Marine Aquarium Acclimation: Bridging the Specific Gravity Gap

Compensating for different specific gravityIn today’s post, I’d like to address a very common issue marine aquarium hobbyists encounter when purchasing livestock (particularly fish) and offer a simple method for addressing it. The issue in question is how to deal with the dramatic difference in specific gravity (SG) that often exists between dealers’ display tanks and home aquariums when acclimating new specimens.

As every experienced hobbyist knows, dealers often keep the SG of their fish display tanks well below that of natural sea water—often in the vicinity of 1.020 or lower. While being kept at a lower SG is in no way harmful to the fish, it can present certain challenges if the tank in which they will ultimately reside is, say, a reef system with an SG closer to 1.025. Fish should never be subjected to such a precipitous increase in SG during a single acclimation session (Saltwater Smarts contributor Jay Hemdal recommends avoiding any increase in SG over .004), so you have to choose a way to safely bridge this gap.

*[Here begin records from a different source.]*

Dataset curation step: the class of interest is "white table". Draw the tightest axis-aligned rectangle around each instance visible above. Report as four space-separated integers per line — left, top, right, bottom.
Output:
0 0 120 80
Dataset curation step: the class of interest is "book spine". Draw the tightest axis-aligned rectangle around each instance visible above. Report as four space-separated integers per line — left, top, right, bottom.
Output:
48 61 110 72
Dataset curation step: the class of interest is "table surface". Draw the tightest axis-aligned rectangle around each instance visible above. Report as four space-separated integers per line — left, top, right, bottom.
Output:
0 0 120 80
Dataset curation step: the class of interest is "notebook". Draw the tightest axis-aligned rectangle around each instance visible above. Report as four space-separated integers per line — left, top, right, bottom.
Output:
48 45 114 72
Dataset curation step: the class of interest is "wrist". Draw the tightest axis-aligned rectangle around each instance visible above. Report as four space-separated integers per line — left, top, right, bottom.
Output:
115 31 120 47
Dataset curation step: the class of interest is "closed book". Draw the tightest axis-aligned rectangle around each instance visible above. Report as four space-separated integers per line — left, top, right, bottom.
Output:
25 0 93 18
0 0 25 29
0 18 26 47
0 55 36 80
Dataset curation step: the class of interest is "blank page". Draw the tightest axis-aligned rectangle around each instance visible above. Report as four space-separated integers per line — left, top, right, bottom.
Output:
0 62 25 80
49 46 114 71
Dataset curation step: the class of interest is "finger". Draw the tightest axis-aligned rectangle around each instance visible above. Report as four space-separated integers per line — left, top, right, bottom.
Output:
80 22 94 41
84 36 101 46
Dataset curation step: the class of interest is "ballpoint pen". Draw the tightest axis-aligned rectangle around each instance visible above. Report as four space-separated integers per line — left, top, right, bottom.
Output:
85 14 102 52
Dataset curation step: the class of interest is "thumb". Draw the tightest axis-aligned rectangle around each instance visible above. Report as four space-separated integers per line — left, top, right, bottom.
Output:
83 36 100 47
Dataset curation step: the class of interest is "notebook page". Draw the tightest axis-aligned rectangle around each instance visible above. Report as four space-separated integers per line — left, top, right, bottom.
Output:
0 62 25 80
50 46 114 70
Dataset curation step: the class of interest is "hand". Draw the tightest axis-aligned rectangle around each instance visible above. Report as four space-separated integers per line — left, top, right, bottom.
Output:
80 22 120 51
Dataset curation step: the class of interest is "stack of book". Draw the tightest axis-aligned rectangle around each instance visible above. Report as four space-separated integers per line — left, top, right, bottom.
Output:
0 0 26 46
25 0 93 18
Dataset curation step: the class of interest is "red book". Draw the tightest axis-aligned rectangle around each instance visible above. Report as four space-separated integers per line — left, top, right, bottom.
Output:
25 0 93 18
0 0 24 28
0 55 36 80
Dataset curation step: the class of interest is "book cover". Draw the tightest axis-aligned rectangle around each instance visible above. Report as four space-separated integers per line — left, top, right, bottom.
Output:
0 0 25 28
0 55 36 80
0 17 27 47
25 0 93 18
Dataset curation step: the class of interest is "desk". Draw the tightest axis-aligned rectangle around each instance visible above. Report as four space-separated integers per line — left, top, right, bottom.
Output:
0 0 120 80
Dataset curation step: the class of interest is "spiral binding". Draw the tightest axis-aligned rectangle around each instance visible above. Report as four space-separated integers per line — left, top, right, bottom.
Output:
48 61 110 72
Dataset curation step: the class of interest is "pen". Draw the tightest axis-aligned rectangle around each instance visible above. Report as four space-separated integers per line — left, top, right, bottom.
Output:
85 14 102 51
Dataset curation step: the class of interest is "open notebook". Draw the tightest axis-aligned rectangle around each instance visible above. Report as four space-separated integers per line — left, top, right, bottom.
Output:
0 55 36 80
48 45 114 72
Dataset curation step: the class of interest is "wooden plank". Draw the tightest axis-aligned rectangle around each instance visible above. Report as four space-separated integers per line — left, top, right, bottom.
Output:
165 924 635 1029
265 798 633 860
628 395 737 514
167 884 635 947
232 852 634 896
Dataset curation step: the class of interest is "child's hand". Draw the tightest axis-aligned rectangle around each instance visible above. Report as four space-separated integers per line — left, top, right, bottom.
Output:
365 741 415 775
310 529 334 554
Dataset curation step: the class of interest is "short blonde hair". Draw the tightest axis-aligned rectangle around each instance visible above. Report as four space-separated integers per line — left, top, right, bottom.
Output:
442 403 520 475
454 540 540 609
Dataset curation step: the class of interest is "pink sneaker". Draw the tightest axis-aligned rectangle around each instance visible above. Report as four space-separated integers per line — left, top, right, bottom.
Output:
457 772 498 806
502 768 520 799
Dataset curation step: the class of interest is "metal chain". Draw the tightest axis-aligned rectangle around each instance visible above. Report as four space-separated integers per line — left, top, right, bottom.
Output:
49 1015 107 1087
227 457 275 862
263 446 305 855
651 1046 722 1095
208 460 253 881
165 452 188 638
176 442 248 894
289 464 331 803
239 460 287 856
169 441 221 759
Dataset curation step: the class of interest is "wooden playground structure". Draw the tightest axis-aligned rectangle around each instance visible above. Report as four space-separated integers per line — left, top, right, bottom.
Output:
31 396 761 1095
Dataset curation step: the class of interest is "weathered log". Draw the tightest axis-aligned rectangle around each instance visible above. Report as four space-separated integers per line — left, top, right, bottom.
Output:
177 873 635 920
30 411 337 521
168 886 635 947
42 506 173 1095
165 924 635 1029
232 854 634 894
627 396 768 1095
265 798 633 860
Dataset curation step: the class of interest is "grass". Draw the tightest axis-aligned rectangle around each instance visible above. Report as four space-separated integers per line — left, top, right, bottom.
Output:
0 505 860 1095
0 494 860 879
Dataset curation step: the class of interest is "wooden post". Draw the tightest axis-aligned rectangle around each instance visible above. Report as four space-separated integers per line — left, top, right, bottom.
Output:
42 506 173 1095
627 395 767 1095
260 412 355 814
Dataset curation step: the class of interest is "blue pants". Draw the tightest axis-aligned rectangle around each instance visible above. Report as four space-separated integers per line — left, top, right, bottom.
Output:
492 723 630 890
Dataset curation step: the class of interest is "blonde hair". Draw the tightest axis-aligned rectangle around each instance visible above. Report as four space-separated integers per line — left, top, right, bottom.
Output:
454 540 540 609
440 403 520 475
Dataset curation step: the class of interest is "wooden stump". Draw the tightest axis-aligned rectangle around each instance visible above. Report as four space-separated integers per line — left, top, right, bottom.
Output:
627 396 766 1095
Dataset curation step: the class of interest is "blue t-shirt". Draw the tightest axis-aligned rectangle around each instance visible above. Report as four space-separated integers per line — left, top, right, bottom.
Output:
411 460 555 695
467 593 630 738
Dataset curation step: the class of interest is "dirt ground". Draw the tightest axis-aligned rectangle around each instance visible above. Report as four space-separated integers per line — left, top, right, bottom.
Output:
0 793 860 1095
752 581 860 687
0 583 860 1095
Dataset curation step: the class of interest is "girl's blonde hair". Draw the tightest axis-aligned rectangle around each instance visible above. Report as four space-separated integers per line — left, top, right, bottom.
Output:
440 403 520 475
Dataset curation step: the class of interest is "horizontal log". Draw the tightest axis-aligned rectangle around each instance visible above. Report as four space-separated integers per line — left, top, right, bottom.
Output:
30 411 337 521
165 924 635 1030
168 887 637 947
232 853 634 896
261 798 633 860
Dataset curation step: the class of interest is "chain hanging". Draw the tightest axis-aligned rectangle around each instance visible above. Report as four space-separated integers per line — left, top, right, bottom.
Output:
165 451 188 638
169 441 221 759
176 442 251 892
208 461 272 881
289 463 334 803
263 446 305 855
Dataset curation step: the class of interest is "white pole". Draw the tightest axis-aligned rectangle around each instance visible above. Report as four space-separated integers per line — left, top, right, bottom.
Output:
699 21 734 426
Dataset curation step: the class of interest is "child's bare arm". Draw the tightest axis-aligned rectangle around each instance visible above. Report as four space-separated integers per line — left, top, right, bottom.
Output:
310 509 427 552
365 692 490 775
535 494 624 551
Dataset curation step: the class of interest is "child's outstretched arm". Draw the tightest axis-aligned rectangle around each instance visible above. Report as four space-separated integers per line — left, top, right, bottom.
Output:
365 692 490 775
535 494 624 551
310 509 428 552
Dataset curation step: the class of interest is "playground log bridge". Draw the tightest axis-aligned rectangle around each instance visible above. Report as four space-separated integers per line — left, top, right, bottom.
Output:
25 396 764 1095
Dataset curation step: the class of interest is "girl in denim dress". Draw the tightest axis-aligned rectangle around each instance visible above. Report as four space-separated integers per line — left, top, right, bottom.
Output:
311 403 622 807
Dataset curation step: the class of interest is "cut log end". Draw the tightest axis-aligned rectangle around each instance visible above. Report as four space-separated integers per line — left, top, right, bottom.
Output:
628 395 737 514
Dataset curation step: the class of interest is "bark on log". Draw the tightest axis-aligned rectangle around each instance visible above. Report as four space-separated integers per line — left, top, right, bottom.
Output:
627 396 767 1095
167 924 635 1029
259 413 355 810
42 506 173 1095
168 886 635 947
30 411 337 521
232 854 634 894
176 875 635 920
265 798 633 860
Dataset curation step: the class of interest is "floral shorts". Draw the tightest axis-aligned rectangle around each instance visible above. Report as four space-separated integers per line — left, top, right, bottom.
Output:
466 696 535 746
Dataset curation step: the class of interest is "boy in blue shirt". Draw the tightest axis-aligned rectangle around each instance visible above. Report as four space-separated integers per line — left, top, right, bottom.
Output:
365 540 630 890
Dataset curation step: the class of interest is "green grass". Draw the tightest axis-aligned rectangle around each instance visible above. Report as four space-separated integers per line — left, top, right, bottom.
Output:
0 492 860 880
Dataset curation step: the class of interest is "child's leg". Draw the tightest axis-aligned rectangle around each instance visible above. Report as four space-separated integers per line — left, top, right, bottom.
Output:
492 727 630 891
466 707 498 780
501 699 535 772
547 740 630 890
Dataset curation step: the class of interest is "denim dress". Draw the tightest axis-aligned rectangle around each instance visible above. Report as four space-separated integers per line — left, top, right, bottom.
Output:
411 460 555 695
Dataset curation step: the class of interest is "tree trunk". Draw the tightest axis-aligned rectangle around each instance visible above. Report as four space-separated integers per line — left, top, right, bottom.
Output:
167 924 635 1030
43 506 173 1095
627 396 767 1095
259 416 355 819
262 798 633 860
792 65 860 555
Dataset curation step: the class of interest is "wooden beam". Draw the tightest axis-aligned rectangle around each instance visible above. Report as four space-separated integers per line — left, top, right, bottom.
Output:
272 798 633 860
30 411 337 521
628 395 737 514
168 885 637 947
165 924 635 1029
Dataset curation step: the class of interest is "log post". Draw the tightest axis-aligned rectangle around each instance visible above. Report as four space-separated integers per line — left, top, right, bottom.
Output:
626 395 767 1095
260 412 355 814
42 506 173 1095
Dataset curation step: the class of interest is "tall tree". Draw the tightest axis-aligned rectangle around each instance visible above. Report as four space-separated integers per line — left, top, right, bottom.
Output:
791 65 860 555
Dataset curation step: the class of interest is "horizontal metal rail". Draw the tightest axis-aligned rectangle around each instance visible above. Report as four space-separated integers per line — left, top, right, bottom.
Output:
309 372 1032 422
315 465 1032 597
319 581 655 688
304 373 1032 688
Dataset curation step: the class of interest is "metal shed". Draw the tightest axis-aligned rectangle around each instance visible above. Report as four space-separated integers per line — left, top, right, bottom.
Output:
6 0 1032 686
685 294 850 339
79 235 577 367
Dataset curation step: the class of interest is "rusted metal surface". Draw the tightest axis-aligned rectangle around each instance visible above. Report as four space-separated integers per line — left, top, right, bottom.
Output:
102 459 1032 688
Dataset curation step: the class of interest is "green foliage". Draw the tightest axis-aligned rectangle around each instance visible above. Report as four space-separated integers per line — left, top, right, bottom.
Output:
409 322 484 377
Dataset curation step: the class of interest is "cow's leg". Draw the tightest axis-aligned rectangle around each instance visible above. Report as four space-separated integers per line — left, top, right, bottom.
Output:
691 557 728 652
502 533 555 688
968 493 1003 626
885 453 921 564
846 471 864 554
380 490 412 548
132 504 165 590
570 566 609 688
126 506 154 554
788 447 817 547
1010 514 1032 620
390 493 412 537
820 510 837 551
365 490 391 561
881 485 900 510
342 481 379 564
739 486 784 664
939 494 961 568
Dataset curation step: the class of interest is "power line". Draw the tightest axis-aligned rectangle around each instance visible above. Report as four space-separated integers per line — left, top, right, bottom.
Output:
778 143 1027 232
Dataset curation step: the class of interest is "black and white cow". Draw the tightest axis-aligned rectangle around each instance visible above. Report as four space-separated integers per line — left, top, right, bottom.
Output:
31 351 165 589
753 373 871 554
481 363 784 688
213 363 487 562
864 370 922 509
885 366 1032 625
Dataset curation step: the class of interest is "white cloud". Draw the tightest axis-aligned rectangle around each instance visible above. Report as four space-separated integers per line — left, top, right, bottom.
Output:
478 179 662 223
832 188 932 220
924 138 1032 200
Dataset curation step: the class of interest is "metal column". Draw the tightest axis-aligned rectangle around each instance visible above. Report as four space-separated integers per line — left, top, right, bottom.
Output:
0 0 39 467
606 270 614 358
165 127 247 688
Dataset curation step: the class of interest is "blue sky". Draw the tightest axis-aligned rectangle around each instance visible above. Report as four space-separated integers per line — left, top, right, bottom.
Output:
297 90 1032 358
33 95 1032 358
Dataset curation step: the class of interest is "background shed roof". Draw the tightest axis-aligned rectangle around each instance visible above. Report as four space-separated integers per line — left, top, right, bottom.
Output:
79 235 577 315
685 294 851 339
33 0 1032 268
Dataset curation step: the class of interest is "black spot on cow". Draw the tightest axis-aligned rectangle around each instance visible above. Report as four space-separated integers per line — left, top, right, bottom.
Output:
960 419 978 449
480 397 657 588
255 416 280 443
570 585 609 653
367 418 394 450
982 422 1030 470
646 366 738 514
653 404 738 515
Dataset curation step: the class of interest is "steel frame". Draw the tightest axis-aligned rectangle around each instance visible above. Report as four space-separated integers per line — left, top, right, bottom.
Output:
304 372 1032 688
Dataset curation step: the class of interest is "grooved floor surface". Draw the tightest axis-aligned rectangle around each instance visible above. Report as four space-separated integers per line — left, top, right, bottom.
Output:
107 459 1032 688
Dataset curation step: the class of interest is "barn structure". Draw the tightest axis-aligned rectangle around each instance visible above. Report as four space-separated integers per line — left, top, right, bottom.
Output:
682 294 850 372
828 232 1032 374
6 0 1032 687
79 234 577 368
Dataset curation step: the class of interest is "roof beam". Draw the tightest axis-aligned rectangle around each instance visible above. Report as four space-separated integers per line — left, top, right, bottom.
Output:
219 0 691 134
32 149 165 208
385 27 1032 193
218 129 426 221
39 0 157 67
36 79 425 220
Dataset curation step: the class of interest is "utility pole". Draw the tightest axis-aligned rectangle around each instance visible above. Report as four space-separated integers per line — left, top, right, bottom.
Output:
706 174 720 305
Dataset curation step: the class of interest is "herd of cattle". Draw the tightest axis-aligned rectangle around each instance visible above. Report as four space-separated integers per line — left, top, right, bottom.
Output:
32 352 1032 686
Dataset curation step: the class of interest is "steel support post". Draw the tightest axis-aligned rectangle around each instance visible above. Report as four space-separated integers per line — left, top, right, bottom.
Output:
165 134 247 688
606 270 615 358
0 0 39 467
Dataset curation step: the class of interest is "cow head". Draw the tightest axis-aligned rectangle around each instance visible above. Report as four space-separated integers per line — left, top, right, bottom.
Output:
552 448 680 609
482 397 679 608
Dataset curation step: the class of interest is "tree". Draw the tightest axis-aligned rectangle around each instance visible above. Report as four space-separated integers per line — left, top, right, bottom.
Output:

There are numerous approaches you can take to achieve this objective, but the method I prefer is to take advantage of evaporation during the four-week quarantine period. Here’s how:

  • Before purchasing a specimen, contact your LFS or online retailer to ask where they maintain the SG in their tanks. Don’t leave this to chance. You don’t want to end up scrambling to alter the SG in your quarantine tank when you should be acclimating the specimen if you can help it.
  • Adjust the SG in your quarantine tank so it matches that of the dealer’s water. Start with the water level a little on the low side so you have wiggle room in case the SG of the shipping water turns out to be lower than claimed/expected, in which case, you can simply add treated fresh water to the tank to lower it.
  • After receiving the fish/bringing it home, acclimate the specimen using these 10 steps.
  • Allow evaporation to occur naturally, but don’t compensate for the water loss by topping off with fresh water. Instead, carry out frequent partial water changes (I usually perform small changes daily or every other day when I have fish in quarantine as a hedge against ammonia spikes) using replacement water with an SG matched to the level measured in the quarantine tank just prior to the change.
  • Check your SG daily. Once the desired level is reached (i.e., matching that of the display tank), you can begin to compensate for evaporation with RO/DI or otherwise purified fresh water.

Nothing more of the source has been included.